BASIC SUPPLEMENTS

by Dr. Lawrence Wilson

© November 2013, L.D. Wilson Consultants, Inc.

 

All information in this article is for educational purposes only.  It is not for the diagnosis, treatment, prescription or cure of any disease or health condition.

 

I. INTRODUCTION

 

To maintain or regain your health, and to function your best today, I strongly suggest following a complete nutritional balancing program based on a properly performed hair mineral analysis.  However, if you are waiting for your program to arrive, or if you are not ready to embark on a full program, I recommend several basic food supplements that are described below.

 

Why supplements?  Supplements are needed today for many reasons:

1. Our food is not as nutritious as it was 100 years ago.

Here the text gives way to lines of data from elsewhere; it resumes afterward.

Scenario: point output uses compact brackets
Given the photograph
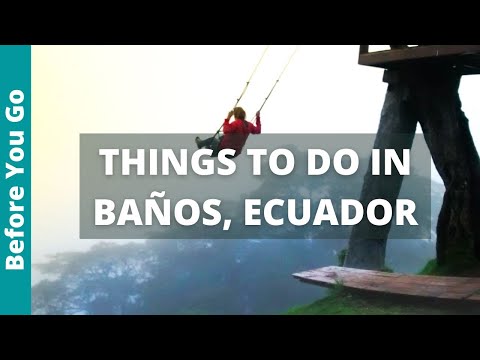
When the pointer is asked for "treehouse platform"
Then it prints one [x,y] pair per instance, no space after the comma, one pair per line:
[465,57]
[433,287]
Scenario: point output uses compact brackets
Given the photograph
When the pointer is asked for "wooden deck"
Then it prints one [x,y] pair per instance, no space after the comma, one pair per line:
[466,56]
[435,287]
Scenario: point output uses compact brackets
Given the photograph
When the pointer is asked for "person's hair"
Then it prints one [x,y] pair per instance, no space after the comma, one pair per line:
[239,113]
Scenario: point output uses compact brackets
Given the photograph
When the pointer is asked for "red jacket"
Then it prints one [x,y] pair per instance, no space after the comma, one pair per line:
[236,133]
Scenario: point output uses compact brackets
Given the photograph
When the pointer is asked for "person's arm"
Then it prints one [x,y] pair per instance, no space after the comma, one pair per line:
[227,127]
[257,128]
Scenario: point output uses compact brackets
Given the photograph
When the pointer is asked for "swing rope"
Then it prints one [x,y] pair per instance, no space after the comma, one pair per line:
[279,77]
[247,84]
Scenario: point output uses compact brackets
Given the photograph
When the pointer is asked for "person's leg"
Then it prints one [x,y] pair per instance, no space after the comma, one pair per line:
[204,143]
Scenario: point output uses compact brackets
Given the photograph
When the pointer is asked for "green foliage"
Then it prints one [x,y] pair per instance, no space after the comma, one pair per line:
[356,303]
[341,256]
[460,268]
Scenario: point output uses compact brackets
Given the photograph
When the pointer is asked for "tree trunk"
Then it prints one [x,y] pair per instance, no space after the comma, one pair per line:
[367,245]
[448,137]
[428,94]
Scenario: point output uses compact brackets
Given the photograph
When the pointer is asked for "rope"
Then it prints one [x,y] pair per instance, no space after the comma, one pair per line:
[246,85]
[279,77]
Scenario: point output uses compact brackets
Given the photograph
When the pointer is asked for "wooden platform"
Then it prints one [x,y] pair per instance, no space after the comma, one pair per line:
[465,56]
[438,287]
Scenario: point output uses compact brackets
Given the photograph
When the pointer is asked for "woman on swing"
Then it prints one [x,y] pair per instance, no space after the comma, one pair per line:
[235,134]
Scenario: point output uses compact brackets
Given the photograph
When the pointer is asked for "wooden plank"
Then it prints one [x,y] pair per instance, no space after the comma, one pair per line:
[392,58]
[441,287]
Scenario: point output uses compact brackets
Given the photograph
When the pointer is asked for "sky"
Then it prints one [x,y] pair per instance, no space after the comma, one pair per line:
[185,89]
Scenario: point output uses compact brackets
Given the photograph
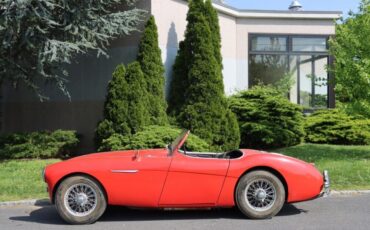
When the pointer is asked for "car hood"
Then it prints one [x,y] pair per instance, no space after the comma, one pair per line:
[250,152]
[124,153]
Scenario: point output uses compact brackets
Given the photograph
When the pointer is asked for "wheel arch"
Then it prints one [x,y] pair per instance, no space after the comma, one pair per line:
[78,174]
[270,170]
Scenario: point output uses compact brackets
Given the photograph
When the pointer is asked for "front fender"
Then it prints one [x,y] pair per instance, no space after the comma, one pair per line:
[303,180]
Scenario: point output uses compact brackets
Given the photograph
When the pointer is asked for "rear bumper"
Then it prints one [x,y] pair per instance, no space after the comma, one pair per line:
[326,188]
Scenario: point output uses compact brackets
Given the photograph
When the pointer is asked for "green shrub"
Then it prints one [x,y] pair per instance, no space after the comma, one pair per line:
[197,98]
[336,127]
[152,137]
[267,119]
[125,108]
[57,144]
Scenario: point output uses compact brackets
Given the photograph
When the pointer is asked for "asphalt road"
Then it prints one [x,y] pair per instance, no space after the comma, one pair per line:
[335,212]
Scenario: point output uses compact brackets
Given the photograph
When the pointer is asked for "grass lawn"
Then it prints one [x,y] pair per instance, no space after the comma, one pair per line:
[21,179]
[349,166]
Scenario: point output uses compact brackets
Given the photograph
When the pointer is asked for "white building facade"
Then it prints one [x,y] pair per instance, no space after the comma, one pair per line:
[257,46]
[261,46]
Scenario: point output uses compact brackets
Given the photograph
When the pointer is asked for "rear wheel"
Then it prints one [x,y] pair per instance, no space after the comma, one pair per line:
[260,194]
[80,200]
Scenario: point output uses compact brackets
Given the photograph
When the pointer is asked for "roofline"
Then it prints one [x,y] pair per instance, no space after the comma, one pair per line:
[285,14]
[276,13]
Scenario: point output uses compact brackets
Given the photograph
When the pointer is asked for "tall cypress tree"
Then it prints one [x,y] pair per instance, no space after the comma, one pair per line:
[204,109]
[178,83]
[125,108]
[149,57]
[212,19]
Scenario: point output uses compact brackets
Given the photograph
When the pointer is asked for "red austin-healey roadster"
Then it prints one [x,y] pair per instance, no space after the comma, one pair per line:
[258,183]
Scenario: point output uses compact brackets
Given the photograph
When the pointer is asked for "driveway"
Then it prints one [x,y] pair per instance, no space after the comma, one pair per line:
[335,212]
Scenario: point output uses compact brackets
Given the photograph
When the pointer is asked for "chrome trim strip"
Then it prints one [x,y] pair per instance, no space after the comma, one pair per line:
[125,171]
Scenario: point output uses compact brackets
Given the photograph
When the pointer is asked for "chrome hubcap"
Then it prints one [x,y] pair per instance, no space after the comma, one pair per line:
[80,200]
[260,195]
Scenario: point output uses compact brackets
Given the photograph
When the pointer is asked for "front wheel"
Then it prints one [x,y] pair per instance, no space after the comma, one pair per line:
[260,195]
[80,200]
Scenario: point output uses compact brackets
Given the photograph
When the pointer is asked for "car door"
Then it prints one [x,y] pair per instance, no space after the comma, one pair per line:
[137,179]
[193,181]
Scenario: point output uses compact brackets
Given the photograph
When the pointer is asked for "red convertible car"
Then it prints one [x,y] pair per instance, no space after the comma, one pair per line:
[258,183]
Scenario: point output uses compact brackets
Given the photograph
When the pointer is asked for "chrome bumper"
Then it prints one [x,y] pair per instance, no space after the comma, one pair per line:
[326,189]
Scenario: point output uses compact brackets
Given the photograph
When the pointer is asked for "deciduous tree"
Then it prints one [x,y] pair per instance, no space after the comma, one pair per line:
[351,49]
[39,37]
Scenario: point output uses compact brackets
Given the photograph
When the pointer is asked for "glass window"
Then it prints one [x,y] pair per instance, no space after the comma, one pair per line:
[267,69]
[271,57]
[309,44]
[313,87]
[269,43]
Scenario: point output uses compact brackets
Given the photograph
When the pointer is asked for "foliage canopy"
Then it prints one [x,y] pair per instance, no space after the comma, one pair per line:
[197,97]
[38,37]
[149,57]
[351,49]
[125,109]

2. The sun is not providing enough vitamin D.

3. Farm animals are being fed corn, causing the omega-3 fatty acid levels to be  low in everyone.

4. We are surrounded by toxic metals and toxic chemicals.

5. Supplements can be used to balance body chemistry. 

 

In my view, anyone who says that food will provide all the nutrients one needs is not well informed or does not want you to be well.  All one need do is compare the USDA food tables from 100 years ago to the same tables today.

Today our produce contains 1/10th to 1/1000th the nutrient content of food 100 years ago.  The reason is modern agricultural methods, even if the food is organically grown.

Also, anyone who claims that a vegetarian diet provides all the nutrients one needs is not well informed, either.  Here are details about these basic supplements.

 

II. BASIC SUPPLEMENTS

 

TRIMETHYLGLYCINE OR TMG

 

This rather amazing food supplement is not well known.  However, it is very helpful.  TMG functions as a methyl donor, anti-inflammatory, anti-oxidant, energy booster and more.  It is needed for the brain, immune response, and for biosynthesis or genetic health. 

Trimethylglycine is found in some foods, but not in the quantity needed by most people.  A supplement is sold at many health food stores, or online.  It is not costly, and it is very safe at the doses I suggest.

 

Dosage.  Women can take up to 1000 mg daily or 1 gram daily.  Men can take up to 3000 mg daily or 3 grams daily.  In my experience, any of the standard brands of TMG will work well.  In the USA, they include Jarrow, Life Extension, Now and Spectrum Naturals.

Children over age 7 benefit from a little extra TMG based on their weight and size.

For more on TMG, read Trimethylglycine and Methylation on this site.

 

KELP

 

Kelp is a very important supplement today both as a source of non-toxic and readily absorbable iodine, and as a superb general mineral supplement.  Kelp is also rather yang among vegetables, stays fresh and pure because of its salt content, and is rather inexpensive.  All this makes it very desirable as a food supplement. 

Extra iodine is needed today by most people because of:

1. Low iodine in the diet.  Most people are not eating enough iodine-rich foods such as seafood and fish.  However, please do not add a lot of this to your diet.  All of it is contaminated with mercury, unfortunately.  Seafood and large fish are the worst.
            Also, the iodine in iodized salt is not well-absorbed today so this source is not working as well as in the past.

2. Chlorine, bromides and fluorides compete with iodine for absorption and utilization. We are saturated with these toxins in the food, water and even the air in some cities.  For example, insane laws today force bread companies to use bromides in most baked products.  Formerly, iodine was used, but not today.
            In addition, most white flour is bleached with chlorine-containing bleaches.  Most water supplies have added chlorine and fluoride, as well.  Besides drinking this toxic concoction, the chemicals find their way into most prepared and packaged foods made with water.

 

To improve iodine metabolism:

1. Avoid fluoridated and, if possible, chlorinated water to drink and all foods made with these products.  Avoid restaurants for this reason as well.

2. Avoid all baked goods as much as possible.

3. Supplement with kelp.

 

Kelp is much safer than iodine-only products.  It contains some mercury, as do all products from the sea.  However, kelp also contains plenty of alginates that bind the toxic metals that are in the kelp.

Dosage.  Most adults need about 4000 mg of kelp daily.  This may seem like a lot, but that is my experience.  It is best to begin with less and slowly increase the dosage.  Most people need to take kelp for life, in my opinion, as there are so many iodine antagonists in the food and water today. 

A Japanese form of kelp called kombu is found in health food stores, and it can be eaten in this form, as well, but it is inconvenient because it must be cooked for a few hours.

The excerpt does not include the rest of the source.